Murió David Hockney: adiós al maestro que reinventó el color y la mirada

A los 88 años falleció en Londres el artista británico más influyente de su tiempo. Dejó un legado que abarca desde el Pop Art y sus icónicas piscinas hasta la experimentación digital de vanguardia.

Murió David Hockney: adiós al maestro que reinventó el color y la mirada

(1937- 2026).

David Hockney, el pintor que llevó el color a nuevas dimensiones y capturó la esencia del hedonismo californiano y la calma de la campiña europea, falleció a los 88 años en su residencia de Londres. Su partida, confirmada este viernes, cierra una trayectoria de más de siete décadas marcada por la observación minuciosa y una curiosidad técnica inagotable que lo mantuvo vigente hasta sus últimos días.

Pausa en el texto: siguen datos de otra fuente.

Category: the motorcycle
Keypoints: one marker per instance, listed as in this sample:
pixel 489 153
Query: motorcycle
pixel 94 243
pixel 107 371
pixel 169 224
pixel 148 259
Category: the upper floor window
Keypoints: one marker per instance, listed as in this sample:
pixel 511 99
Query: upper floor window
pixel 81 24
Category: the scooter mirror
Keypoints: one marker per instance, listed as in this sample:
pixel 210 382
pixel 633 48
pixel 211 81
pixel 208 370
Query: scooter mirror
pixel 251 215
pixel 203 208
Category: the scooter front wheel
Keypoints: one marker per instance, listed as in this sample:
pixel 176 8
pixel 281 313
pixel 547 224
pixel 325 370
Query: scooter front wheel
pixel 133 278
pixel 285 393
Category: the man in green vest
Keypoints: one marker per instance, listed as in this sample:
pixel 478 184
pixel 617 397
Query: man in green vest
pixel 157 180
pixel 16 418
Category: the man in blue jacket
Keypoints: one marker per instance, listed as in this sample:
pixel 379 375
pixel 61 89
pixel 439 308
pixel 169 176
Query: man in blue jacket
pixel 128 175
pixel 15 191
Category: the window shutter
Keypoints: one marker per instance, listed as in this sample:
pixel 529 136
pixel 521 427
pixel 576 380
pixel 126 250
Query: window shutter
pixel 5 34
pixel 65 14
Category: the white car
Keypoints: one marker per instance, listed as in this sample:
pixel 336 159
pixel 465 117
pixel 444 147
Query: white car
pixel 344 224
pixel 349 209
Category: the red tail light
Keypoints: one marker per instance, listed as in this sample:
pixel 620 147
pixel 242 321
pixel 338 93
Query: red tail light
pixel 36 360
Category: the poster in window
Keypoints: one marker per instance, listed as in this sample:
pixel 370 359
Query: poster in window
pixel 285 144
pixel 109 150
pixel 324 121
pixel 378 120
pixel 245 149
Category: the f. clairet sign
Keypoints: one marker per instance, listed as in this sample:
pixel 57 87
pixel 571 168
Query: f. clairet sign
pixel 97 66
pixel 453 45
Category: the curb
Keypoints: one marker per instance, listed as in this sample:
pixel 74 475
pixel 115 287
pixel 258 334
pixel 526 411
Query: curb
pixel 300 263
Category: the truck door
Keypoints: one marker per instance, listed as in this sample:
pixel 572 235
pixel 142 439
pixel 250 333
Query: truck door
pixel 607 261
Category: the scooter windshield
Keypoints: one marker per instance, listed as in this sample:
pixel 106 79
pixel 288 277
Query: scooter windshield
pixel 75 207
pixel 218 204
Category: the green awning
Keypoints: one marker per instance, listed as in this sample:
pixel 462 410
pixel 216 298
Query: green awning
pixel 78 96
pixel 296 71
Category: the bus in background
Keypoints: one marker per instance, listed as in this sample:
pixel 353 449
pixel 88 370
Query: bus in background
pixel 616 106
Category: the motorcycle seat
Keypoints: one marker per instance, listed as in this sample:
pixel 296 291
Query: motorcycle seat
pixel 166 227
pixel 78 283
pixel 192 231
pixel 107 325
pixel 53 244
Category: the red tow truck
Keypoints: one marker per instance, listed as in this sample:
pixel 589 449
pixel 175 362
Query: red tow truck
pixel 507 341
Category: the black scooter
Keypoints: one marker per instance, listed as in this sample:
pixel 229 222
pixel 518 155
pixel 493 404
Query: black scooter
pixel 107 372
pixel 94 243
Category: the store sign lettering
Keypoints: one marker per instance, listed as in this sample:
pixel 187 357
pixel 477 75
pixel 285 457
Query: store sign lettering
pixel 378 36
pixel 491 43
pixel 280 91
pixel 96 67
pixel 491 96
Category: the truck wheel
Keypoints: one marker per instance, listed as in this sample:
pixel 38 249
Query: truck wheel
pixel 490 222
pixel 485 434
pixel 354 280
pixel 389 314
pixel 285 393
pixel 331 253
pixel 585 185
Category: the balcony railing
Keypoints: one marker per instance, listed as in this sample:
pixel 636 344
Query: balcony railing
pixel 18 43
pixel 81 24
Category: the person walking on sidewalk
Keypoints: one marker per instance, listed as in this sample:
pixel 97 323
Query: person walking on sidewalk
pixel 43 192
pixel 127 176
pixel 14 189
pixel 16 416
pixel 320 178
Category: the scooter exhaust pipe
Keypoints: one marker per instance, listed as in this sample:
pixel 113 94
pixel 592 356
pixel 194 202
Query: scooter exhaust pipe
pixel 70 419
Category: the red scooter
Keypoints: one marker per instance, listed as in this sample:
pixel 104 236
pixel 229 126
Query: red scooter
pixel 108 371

Nacido en Bradford en 1937, en el seno de una familia trabajadora, Hockney mostró desde joven una rebeldía creativa que lo llevó a destacar en el Royal College of Art de Londres. A lo largo de su carrera, se consolidó como un genio versátil que dominó el óleo, el grabado, la fotografía y, en su etapa final, el dibujo digital en iPad, siempre bajo una premisa sencilla pero inquebrantable:

«Pinta las cosas que amas».

Del realismo pop a la libertad californiana

La fama internacional de Hockney se cimentó en la década de 1960, cuando se mudó a Los Ángeles. Allí, fascinado por la luz resplandeciente y el estilo de vida de las colinas de Hollywood, creó su serie más icónica: las piscinas. Obras como «A Bigger Splash» (1967) y «Portrait of an Artist (Pool with Two Figures)» (1972) se convirtieron en símbolos de una era. Esta última alcanzó en 2018 el precio récord de 90,3 millones de dólares en una subasta, convirtiéndolo en ese momento en el artista vivo más caro del mundo.

A Bigger Splash» (1967), de David Hockney.

En California, Hockney no solo encontró una nueva paleta vibrante, sino también la libertad para representar la intimidad y la diversidad sexual de una manera «sin concesiones». Su obra fue pionera en la visibilización de la homosexualidad, celebrando el hedonismo en un momento en que aún era penalizado en su país natal. «Amo contemplar el mundo», solía decir, una pasión que trasladó a retratos dobles emblemáticos como el de sus padres o el de sus amigos Christopher Isherwood y Don Bachardy.

La obsesión técnica

Lo que distinguió a Hockney de sus contemporáneos fue su negativa a estancarse en un solo estilo. Experimentó con foto-collages de Polaroid para desafiar las reglas de la perspectiva tradicional, buscando un cubismo actualizado inspirado en su héroe, Pablo Picasso. En sus últimos años, abrazó la tecnología con entusiasmo juvenil, utilizando iPhones y iPads para capturar el paso de las estaciones.

Durante el confinamiento por el covid-19 en 2020, refugiado en su casa de Normandía, produjo una serie de paisajes digitales que envió diariamente a sus amigos como un acto de resistencia poética. En aquel momento, dejó escrita una frase que hoy resuena como su testamento espiritual: “Podrán detener todo, pero no podrán cancelar la primavera”. Su capacidad para adaptarse a los nuevos instrumentos, desde la cámara oscura hasta las aplicaciones de dibujo, demostró que para él la técnica era simplemente un medio para profundizar en la visión bidimensional de la realidad.

El último acto de un visionario

Tras años de vivir entre Estados Unidos y su granja francesa en Lisieux, Hockney regresó a Londres en 2023 para estar más cerca de la atención médica, aunque nunca dejó de trabajar. Su reciente retrospectiva en la Fundación Louis Vuitton de París, que reunió más de 400 obras, fue una confirmación de su vitalidad y popularidad masiva, mostrando desde sus primeros retratos en Yorkshire hasta sus inmensos lienzos inspirados en los tapices de Bayeux.

A pesar de haber sufrido un ictus en 2012 que afectó temporalmente su habla, su voluntad de crear permaneció intacta. En una entrevista concedida en 2016, el artista resumió su relación con el oficio: “Cuando estoy pintando me siento como si tuviera 30 años, como Picasso. Cuando no estoy pintando me siento como si tuviera 60 o así”. David Hockney se marcha dejando un vacío en el arte contemporáneo, pero cumpliendo el deseo que expresó antes de una de sus grandes muestras en la Tate Britain: que la gente extraiga de su obra “un poco de alegría” y que disfruten del mundo tanto como él disfrutó mirándolo.